Son birkaç yılda Ege ve Akdeniz kıyı şeridinde çok sayıda köy, kasaba, şehir gezdim. Gezerken bakıp geçmedim, aslında nasıl olması gerektiğini düşündüm, televizyonda filmlerde, belgesellerde gördüğüm yabancı şehirlerle kıyasladım.
Ve ülkemdeki bahçelerin, tarlaların, ormanların ne kadar dağınık, sokakların, yolların, kaldırımların hatta evlerin nasıl da özenilmeden, plansız, gelişigüzel yapıldığını gördüm.
Üzülmedim desem yalan olur. İnsan kendi ülkesinde de doğal güzelliklerin yanında, insan eliyle yapılan güzel işler görmek istiyor.
Bir şehre araçla girdiğinde yol kenarlarında diz boyu otlar, boyasız binalar, kırık dökük kaldırımlar görmek insanın yüreğini buruyor.
Plajlara parayla giriyoruz, orman içlerindeki mesire yerlerinden para alıyorlar, ama çöpten geçilmiyor.
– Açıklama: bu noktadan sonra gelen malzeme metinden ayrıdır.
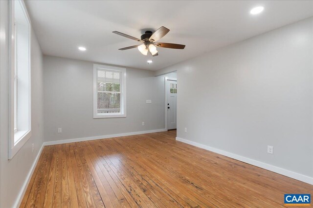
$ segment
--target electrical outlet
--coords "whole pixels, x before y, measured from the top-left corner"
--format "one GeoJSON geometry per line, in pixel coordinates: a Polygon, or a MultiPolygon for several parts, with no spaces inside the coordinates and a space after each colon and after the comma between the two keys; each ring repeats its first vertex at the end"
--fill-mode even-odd
{"type": "Polygon", "coordinates": [[[268,153],[272,154],[274,152],[274,148],[271,146],[268,146],[268,153]]]}

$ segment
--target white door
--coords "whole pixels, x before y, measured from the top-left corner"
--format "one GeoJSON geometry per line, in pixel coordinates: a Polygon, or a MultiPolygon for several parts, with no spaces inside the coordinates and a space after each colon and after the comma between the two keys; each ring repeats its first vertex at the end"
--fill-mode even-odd
{"type": "Polygon", "coordinates": [[[177,106],[177,81],[166,80],[167,94],[167,129],[176,129],[177,106]]]}

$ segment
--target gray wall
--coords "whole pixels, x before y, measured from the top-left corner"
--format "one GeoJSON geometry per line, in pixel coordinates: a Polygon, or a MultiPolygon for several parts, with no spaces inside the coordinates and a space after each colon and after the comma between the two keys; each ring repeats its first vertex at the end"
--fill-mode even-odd
{"type": "Polygon", "coordinates": [[[93,64],[44,56],[45,141],[165,128],[164,79],[148,70],[127,69],[127,117],[93,118],[93,64]]]}
{"type": "Polygon", "coordinates": [[[178,72],[178,136],[313,176],[313,25],[305,19],[157,72],[178,72]]]}
{"type": "Polygon", "coordinates": [[[43,55],[36,35],[31,39],[32,135],[12,159],[8,160],[8,2],[0,1],[1,9],[0,76],[0,207],[12,207],[26,179],[44,140],[43,55]],[[35,150],[32,152],[32,144],[35,150]]]}

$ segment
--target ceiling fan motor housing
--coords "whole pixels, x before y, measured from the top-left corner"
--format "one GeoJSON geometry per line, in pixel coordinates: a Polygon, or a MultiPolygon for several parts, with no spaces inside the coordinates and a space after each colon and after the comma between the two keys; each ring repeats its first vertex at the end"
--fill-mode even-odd
{"type": "Polygon", "coordinates": [[[150,38],[153,33],[152,31],[146,31],[145,34],[140,37],[141,40],[149,41],[149,38],[150,38]]]}

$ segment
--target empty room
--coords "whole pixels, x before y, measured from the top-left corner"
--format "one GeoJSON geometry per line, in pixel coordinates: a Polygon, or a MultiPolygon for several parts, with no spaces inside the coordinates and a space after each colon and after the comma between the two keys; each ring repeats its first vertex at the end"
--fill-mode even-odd
{"type": "Polygon", "coordinates": [[[0,0],[0,208],[313,207],[313,0],[0,0]]]}

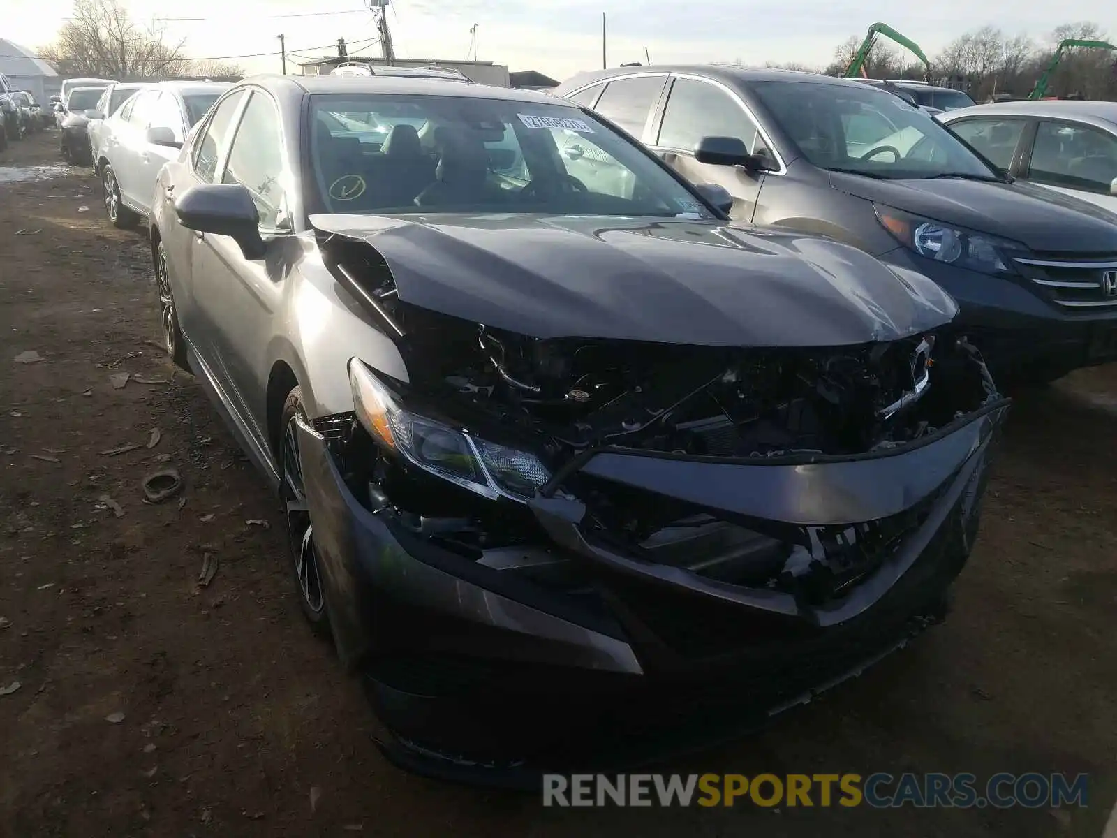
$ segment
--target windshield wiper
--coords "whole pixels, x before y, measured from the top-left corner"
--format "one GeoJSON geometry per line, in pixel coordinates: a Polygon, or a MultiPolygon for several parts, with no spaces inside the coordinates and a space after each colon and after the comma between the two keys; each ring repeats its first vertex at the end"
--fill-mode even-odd
{"type": "Polygon", "coordinates": [[[877,172],[867,172],[863,169],[839,169],[837,166],[831,166],[827,169],[828,172],[841,172],[842,174],[862,174],[866,178],[872,178],[873,180],[892,180],[887,174],[878,174],[877,172]]]}
{"type": "Polygon", "coordinates": [[[939,172],[938,174],[928,174],[926,178],[920,178],[919,180],[976,180],[982,183],[1008,183],[1009,181],[1004,178],[997,178],[994,174],[966,174],[965,172],[939,172]]]}

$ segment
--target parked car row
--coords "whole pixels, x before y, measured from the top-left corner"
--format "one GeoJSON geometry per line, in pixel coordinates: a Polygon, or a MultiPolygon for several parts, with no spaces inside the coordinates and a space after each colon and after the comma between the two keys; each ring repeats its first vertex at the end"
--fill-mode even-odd
{"type": "MultiPolygon", "coordinates": [[[[618,127],[378,67],[87,114],[166,351],[281,497],[303,611],[399,764],[504,781],[682,711],[701,737],[945,613],[1008,401],[915,256],[873,253],[900,242],[741,223],[763,178],[805,208],[830,172],[694,89],[618,127]]],[[[994,178],[858,89],[928,168],[994,178]]]]}
{"type": "Polygon", "coordinates": [[[1117,358],[1117,216],[858,82],[115,93],[106,215],[411,770],[646,758],[860,672],[946,612],[997,374],[1117,358]]]}
{"type": "Polygon", "coordinates": [[[1049,188],[1109,191],[1117,105],[1035,103],[1086,106],[1075,124],[1009,120],[1023,103],[933,118],[862,82],[728,67],[602,70],[555,93],[690,181],[725,187],[736,220],[823,234],[930,277],[1004,387],[1117,360],[1117,217],[1099,206],[1108,196],[1049,188]],[[1020,177],[1029,137],[1058,159],[1043,163],[1058,170],[1039,175],[1047,185],[1020,177]]]}

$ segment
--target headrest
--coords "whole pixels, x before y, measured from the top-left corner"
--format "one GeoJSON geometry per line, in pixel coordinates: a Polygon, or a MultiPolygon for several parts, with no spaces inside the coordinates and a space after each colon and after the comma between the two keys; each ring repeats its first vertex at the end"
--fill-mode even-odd
{"type": "Polygon", "coordinates": [[[422,154],[419,132],[405,122],[393,125],[380,151],[390,158],[418,158],[422,154]]]}

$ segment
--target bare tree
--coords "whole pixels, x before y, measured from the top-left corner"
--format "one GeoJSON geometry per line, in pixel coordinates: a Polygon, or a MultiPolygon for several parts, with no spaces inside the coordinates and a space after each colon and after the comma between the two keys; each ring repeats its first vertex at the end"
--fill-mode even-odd
{"type": "Polygon", "coordinates": [[[168,44],[163,35],[137,26],[118,0],[75,0],[70,19],[39,56],[64,76],[126,80],[189,73],[184,41],[168,44]]]}

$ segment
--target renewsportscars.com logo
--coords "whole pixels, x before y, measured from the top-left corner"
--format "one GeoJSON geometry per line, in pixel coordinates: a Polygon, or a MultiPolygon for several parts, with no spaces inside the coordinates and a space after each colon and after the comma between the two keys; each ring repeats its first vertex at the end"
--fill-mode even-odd
{"type": "Polygon", "coordinates": [[[1085,807],[1088,774],[544,774],[543,806],[1085,807]]]}

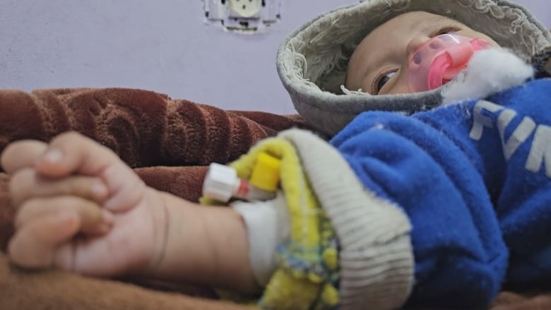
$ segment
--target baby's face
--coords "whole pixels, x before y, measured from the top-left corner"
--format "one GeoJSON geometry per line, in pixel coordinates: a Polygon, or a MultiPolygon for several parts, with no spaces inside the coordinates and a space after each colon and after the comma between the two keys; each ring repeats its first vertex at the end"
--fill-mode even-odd
{"type": "Polygon", "coordinates": [[[427,12],[406,13],[381,25],[360,43],[348,64],[346,88],[372,95],[408,93],[408,64],[413,54],[432,37],[451,32],[499,46],[452,19],[427,12]]]}

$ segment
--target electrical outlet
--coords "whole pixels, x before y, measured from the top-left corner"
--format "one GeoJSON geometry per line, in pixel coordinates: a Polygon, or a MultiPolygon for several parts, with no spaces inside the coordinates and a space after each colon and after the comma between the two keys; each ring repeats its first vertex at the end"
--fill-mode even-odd
{"type": "Polygon", "coordinates": [[[203,0],[210,24],[242,33],[265,31],[280,19],[281,0],[203,0]]]}
{"type": "MultiPolygon", "coordinates": [[[[227,0],[232,13],[231,17],[250,18],[258,16],[262,8],[261,0],[227,0]]],[[[266,2],[265,2],[266,3],[266,2]]]]}

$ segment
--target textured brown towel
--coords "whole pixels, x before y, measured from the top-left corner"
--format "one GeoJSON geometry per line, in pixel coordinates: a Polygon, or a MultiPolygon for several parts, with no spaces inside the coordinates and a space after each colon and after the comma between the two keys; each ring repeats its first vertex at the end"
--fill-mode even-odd
{"type": "MultiPolygon", "coordinates": [[[[0,90],[0,152],[15,140],[47,141],[76,130],[114,150],[148,185],[191,201],[201,195],[205,165],[235,160],[259,140],[292,126],[308,128],[297,116],[224,111],[139,90],[0,90]]],[[[3,250],[14,214],[7,181],[0,172],[3,250]]],[[[59,271],[20,270],[0,253],[0,309],[248,309],[201,299],[213,296],[208,290],[139,284],[150,289],[59,271]]],[[[551,309],[551,296],[503,292],[492,309],[551,309]]]]}

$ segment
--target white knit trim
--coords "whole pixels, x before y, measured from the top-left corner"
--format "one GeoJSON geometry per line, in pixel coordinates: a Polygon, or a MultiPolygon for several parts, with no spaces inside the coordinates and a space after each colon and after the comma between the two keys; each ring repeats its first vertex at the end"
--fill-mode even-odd
{"type": "Polygon", "coordinates": [[[326,141],[300,129],[283,131],[280,136],[295,145],[340,243],[340,309],[402,306],[414,276],[408,217],[365,189],[326,141]]]}

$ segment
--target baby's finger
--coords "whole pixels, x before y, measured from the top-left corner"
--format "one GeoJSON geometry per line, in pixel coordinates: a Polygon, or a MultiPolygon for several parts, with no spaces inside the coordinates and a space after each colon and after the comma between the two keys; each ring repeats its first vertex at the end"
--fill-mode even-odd
{"type": "Polygon", "coordinates": [[[72,195],[102,203],[109,190],[101,179],[85,176],[70,176],[53,179],[37,174],[32,168],[23,168],[15,172],[9,183],[12,201],[19,205],[31,198],[72,195]]]}
{"type": "Polygon", "coordinates": [[[120,161],[109,148],[76,132],[61,133],[49,143],[36,168],[48,177],[74,173],[95,176],[120,161]]]}
{"type": "Polygon", "coordinates": [[[110,195],[103,205],[111,211],[137,205],[146,191],[145,184],[114,153],[76,132],[55,138],[35,167],[47,177],[77,173],[101,177],[110,195]]]}
{"type": "Polygon", "coordinates": [[[23,229],[28,223],[41,217],[69,210],[78,215],[79,229],[85,234],[103,234],[112,225],[111,213],[90,201],[71,196],[32,198],[25,201],[16,215],[14,225],[16,229],[23,229]]]}
{"type": "Polygon", "coordinates": [[[9,256],[21,267],[52,267],[56,249],[72,239],[80,226],[80,217],[73,210],[36,219],[18,230],[10,240],[9,256]]]}
{"type": "Polygon", "coordinates": [[[0,157],[0,165],[8,173],[31,167],[46,151],[47,145],[35,140],[21,140],[10,143],[0,157]]]}

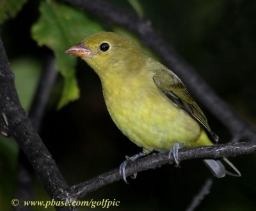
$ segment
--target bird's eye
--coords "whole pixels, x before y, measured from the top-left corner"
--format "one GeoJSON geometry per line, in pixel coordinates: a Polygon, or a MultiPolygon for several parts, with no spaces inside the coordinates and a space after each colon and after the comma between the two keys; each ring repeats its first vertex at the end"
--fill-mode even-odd
{"type": "Polygon", "coordinates": [[[100,45],[100,49],[102,51],[106,52],[107,51],[108,49],[109,49],[109,44],[107,43],[101,43],[100,45]]]}

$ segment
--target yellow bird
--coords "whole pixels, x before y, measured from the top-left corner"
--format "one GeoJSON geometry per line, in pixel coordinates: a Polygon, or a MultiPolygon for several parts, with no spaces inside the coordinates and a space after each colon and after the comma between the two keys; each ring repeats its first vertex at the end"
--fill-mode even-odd
{"type": "MultiPolygon", "coordinates": [[[[99,75],[110,115],[121,131],[143,152],[170,152],[179,164],[181,147],[212,145],[218,136],[184,84],[172,71],[143,54],[130,40],[114,33],[92,34],[65,51],[81,57],[99,75]]],[[[218,177],[241,176],[226,158],[205,159],[218,177]],[[221,161],[229,166],[227,171],[221,161]]],[[[126,182],[125,168],[120,173],[126,182]]]]}

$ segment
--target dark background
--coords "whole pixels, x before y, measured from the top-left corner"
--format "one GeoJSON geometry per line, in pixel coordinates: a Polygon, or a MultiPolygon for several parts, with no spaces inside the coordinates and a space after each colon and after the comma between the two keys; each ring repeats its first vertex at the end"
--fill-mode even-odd
{"type": "MultiPolygon", "coordinates": [[[[127,1],[109,1],[134,13],[127,1]]],[[[222,99],[255,124],[256,2],[139,2],[145,17],[167,42],[222,99]]],[[[29,1],[15,18],[2,25],[2,38],[11,66],[12,61],[26,57],[37,62],[40,69],[51,53],[46,47],[38,47],[31,38],[31,26],[39,15],[38,5],[38,1],[29,1]]],[[[104,25],[104,22],[101,23],[104,25]]],[[[61,84],[59,76],[40,129],[42,140],[70,185],[116,168],[125,156],[141,150],[111,120],[96,74],[80,59],[76,69],[81,98],[58,111],[56,103],[61,84]]],[[[230,142],[232,137],[227,130],[202,107],[211,127],[219,135],[220,143],[230,142]]],[[[12,208],[10,200],[15,187],[18,150],[14,141],[4,142],[10,143],[0,150],[0,203],[8,210],[12,208]],[[8,147],[10,153],[6,152],[8,147]]],[[[255,210],[256,156],[243,156],[230,160],[242,177],[214,178],[211,193],[198,210],[255,210]]],[[[164,166],[140,173],[135,180],[128,178],[129,186],[120,181],[84,200],[116,199],[120,201],[120,206],[115,208],[116,210],[184,210],[211,174],[200,160],[182,161],[180,166],[180,168],[164,166]]],[[[34,177],[35,200],[49,200],[38,178],[34,177]]]]}

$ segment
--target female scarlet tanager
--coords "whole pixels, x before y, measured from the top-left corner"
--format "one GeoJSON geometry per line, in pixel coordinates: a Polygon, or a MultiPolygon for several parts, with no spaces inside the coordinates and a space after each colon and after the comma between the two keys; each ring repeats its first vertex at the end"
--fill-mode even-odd
{"type": "MultiPolygon", "coordinates": [[[[182,81],[172,71],[144,55],[129,39],[114,33],[92,34],[65,52],[81,57],[99,75],[108,110],[121,131],[143,152],[170,151],[179,164],[180,147],[213,145],[204,113],[182,81]]],[[[171,153],[170,153],[171,154],[171,153]]],[[[240,176],[226,158],[204,160],[213,174],[240,176]],[[229,166],[227,171],[221,163],[229,166]]],[[[126,182],[125,167],[120,174],[126,182]]]]}

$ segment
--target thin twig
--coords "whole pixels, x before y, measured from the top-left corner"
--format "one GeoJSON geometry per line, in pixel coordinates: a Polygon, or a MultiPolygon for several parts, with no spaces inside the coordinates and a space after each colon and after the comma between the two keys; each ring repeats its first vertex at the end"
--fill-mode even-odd
{"type": "MultiPolygon", "coordinates": [[[[65,194],[68,186],[58,170],[52,156],[36,133],[19,100],[14,85],[13,73],[9,66],[7,56],[0,39],[0,113],[4,116],[4,122],[8,132],[18,142],[31,163],[36,174],[51,198],[59,200],[69,200],[65,194]],[[65,199],[59,198],[65,196],[65,199]]],[[[58,207],[59,210],[70,210],[70,207],[58,207]]],[[[75,210],[75,208],[74,208],[75,210]]]]}
{"type": "MultiPolygon", "coordinates": [[[[55,59],[53,55],[47,57],[45,65],[42,71],[35,97],[30,106],[29,118],[36,131],[39,129],[51,91],[57,76],[54,62],[55,59]]],[[[14,194],[14,198],[19,200],[19,205],[15,207],[15,210],[32,210],[32,207],[24,206],[22,203],[23,201],[33,200],[32,173],[33,169],[30,163],[26,157],[26,155],[20,150],[16,176],[16,189],[14,194]]]]}
{"type": "Polygon", "coordinates": [[[205,198],[206,195],[210,193],[211,188],[212,186],[212,178],[208,178],[204,184],[198,194],[193,198],[190,205],[186,211],[194,211],[195,208],[200,205],[202,201],[205,198]]]}

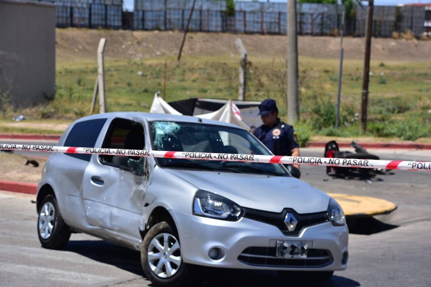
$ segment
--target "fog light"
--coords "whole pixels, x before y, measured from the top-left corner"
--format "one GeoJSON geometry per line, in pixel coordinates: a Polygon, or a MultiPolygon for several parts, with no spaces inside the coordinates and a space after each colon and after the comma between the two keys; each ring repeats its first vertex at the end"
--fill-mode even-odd
{"type": "Polygon", "coordinates": [[[215,259],[219,256],[219,250],[217,248],[211,248],[208,252],[208,256],[211,259],[215,259]]]}
{"type": "Polygon", "coordinates": [[[223,249],[218,247],[211,248],[208,251],[208,256],[212,260],[222,260],[225,255],[223,249]]]}
{"type": "Polygon", "coordinates": [[[341,258],[341,264],[343,265],[347,262],[347,259],[349,258],[349,253],[347,251],[343,253],[343,257],[341,258]]]}

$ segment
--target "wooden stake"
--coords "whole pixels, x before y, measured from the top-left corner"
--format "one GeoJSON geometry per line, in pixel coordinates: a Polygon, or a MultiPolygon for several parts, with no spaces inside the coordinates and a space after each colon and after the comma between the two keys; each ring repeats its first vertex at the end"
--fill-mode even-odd
{"type": "Polygon", "coordinates": [[[367,27],[365,34],[365,58],[361,99],[361,128],[367,130],[367,109],[368,106],[368,86],[370,79],[370,58],[371,56],[371,34],[373,30],[373,0],[369,0],[367,8],[367,27]]]}
{"type": "Polygon", "coordinates": [[[96,105],[96,99],[97,97],[97,91],[99,90],[99,85],[97,84],[97,77],[96,77],[96,83],[94,83],[94,89],[93,91],[93,99],[91,100],[91,110],[90,111],[90,114],[93,114],[94,112],[94,106],[96,105]]]}
{"type": "Polygon", "coordinates": [[[235,41],[237,49],[240,52],[241,60],[240,62],[240,77],[238,84],[238,99],[244,101],[245,99],[246,78],[247,76],[247,50],[243,44],[242,41],[238,38],[235,41]]]}
{"type": "Polygon", "coordinates": [[[163,100],[166,99],[166,70],[167,68],[167,66],[168,65],[168,60],[165,59],[165,79],[163,80],[163,100]]]}
{"type": "Polygon", "coordinates": [[[183,51],[183,46],[184,46],[184,42],[186,41],[186,35],[187,35],[187,32],[188,31],[188,26],[190,25],[190,20],[191,20],[191,15],[193,15],[193,11],[194,10],[194,4],[196,3],[196,0],[193,0],[193,5],[191,6],[191,11],[190,11],[190,15],[189,15],[189,18],[187,20],[187,25],[186,26],[185,30],[184,30],[184,37],[183,37],[183,41],[181,43],[181,46],[180,47],[180,52],[178,53],[178,59],[177,59],[178,61],[179,61],[181,58],[181,53],[183,51]]]}
{"type": "Polygon", "coordinates": [[[100,108],[100,114],[106,112],[106,105],[105,101],[105,73],[103,64],[103,52],[106,40],[105,38],[100,39],[97,48],[97,82],[99,86],[99,104],[100,108]]]}

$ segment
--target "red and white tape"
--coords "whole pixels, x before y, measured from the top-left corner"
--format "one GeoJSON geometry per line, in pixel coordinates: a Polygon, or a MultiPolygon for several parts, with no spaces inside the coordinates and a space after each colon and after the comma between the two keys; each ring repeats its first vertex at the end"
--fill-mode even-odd
{"type": "Polygon", "coordinates": [[[431,171],[431,162],[0,144],[0,149],[431,171]]]}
Oturacak, park yapacak yer yok.
Bu cennet gibi yerleri Allah yaratmış, atalarımız bize miras bırakmış fakat 'kullan at' düşüncesiyle hareket edip, nokta kadar katkıyla daha güzel yapmıyoruz.
Biz, dün yaşayanlar için gelecek kuşaktık, bizleri düşünmeyen dünküler hakkında içimizden ne geçiriyorsak, bizden sonrakiler de bizim için aynı şeyi düşünecek, kulaklarımızı çınlatacaklar.